How to setup Mac M2 Pro for Deep Learning in 2024
I recently migrated to a Mac M2 Pro from a Windows PC and was having a tough time of figuring out the Mac UI let alone how to use a Mac for Deep Learning. I think its safe to say at first I missed my PC and was seriously questioning my decision to switch to a mac book but I didn’t let myself lose sight of the fact that the reason I switched to a Mac was to utilise its top notch GPU for Deep Learning.
So, here’s all the steps you need to follow to have your PC set-up for DeepLearning, by installing pandas, numpy, matplotlib, scikit-learn, Tensorflow and Jupyter:
- Install Homebrew
- Install Miniconda
- Create environment
- Install Tensorflow and its dependencies
- Confirm Tensorflow is accessing GPU
1) Installing Homebrew
Homebrew is a package manager, which doesn’t come pre-installed in Mac, so we install by running this command:
/bin/bash -c "$(curl -fsSL https://raw.githubusercontent.com/Homebrew/install/HEAD/install.sh)"
This comand can be found on https://brew.sh/.

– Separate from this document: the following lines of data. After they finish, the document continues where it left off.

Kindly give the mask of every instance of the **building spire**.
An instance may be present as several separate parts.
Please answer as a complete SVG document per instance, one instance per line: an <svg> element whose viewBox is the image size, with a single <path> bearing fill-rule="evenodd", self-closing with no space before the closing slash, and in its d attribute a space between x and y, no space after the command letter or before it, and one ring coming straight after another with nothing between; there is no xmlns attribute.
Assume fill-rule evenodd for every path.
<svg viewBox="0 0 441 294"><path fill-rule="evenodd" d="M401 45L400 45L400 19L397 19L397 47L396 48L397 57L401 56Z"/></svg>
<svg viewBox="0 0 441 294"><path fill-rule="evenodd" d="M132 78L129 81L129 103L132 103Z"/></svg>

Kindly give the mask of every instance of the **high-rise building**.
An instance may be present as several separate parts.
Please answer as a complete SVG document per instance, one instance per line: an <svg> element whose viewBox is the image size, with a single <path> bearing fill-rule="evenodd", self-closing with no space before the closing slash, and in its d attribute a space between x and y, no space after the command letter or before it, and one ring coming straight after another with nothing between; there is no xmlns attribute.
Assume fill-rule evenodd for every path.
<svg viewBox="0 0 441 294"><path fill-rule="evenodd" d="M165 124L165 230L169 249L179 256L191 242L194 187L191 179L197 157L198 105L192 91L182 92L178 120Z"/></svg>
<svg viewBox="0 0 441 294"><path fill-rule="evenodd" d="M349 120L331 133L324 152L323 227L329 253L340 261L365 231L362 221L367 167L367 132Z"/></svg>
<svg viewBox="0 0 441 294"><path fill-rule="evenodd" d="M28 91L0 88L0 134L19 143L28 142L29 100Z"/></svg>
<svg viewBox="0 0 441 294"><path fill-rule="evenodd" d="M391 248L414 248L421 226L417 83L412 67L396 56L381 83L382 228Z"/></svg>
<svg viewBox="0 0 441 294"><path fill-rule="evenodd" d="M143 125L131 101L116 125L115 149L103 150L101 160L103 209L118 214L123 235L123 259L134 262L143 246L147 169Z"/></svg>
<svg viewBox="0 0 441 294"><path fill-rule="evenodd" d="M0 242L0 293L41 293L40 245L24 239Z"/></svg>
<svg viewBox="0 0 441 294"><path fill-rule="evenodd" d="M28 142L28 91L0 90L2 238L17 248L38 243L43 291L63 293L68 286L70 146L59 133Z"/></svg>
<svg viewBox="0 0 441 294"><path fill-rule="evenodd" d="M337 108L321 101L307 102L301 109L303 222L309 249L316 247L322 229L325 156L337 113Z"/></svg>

2) Download & Install Miniconda
https://github.com/conda-forge/miniforge/releases/latest/download/Miniforge3-MacOSX-arm64.sh
Download and install from this link, then run the 3 commands:
chmod +x ~/Downloads/Miniforge3-MacOSX-arm64.sh
sh ~/Downloads/Miniforge3-MacOSX-arm64.sh
source ~/miniforge3/bin/activate
Don’t forget to restart the terminal
You should see (base) appear on the left side of your terminal, like this:
3) Create Environment
Go to a directory and create a test folder. This can be anywhere.
mkdir test
cd test
Now create an environment here:
conda create --prefix ./env python=3.8
conda activate ./env
4) Install Tensorflow and its dependencies
conda install -c apple tensorflow-deps
python -m pip install tensorflow-deps
python -m pip install tensorflow-macos
python -m pip install tensorflow-metal
5) Confirm Tensorflow is working
Now install jupyter, pandas, numpy, matplotlib, scikit-learn in one command!
conda install jupyter pandas numpy matplotlib scikit-learn
Now open jupyter notebook by typing this command in terminal:
jupyter notebook
Run this code in jupyter to confirm successful installation:
import numpy as np
import pandas as pd
import sklearn
import tensorflow as tf
import matplotlib.pyplot as plt
print(tf.config.list_physical_devices())
Confirm your Tensorflow is able to access GPU, it should be printed.